- Pitcher
- Born: November 7, 1969 (age 56) Jackson Heights, New York, U.S.
- Batted: LeftThrew: Left

MLB debut
- August 6, 1991, for the Seattle Mariners

Last MLB appearance
- September 30, 1995, for the Kansas City Royals

MLB statistics
- Win–loss record: 38–32
- Earned run average: 4.67
- Strikeouts: 303
- Stats at Baseball Reference

Teams
- Seattle Mariners (1991–1995); Kansas City Royals (1995);

= Dave Fleming (baseball) =

American baseball player (born 1969)

David Anthony Fleming (born November 7, 1969) is an American former professional baseball pitcher who played from 1991 to 1995, mostly for the Seattle Mariners of Major League Baseball (MLB).

==Career==
Fleming was born in Jackson Heights, Queens, New York, and went to high school in Mahopac. He pitched for the University of Georgia, leading them to a College World Series title in 1990.

Fleming was selected in the third round of the 1990 Major League Baseball draft by the Seattle Mariners. He won a career high 17 games, including nine consecutive, for the Mariners in his rookie season of 1992. His ERA that year was 3.39, and he took third place in the AL Rookie of the Year voting (behind winner Pat Listach).
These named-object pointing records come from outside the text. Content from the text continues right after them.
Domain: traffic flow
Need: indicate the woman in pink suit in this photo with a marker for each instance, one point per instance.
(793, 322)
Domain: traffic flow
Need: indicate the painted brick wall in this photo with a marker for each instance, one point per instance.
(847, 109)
After going 29-15 in his first two MLB seasons, Fleming began to struggle with arm trouble. On 7 July 1995, he was traded by the Mariners to the Kansas City Royals for Bob Milacki. He pitched only nine games for the Royals before undergoing surgery, and never pitched in the Major Leagues again.

Fleming is currently a fifth-grade teacher at Chatfield-LoPresti School in Seymour, Connecticut.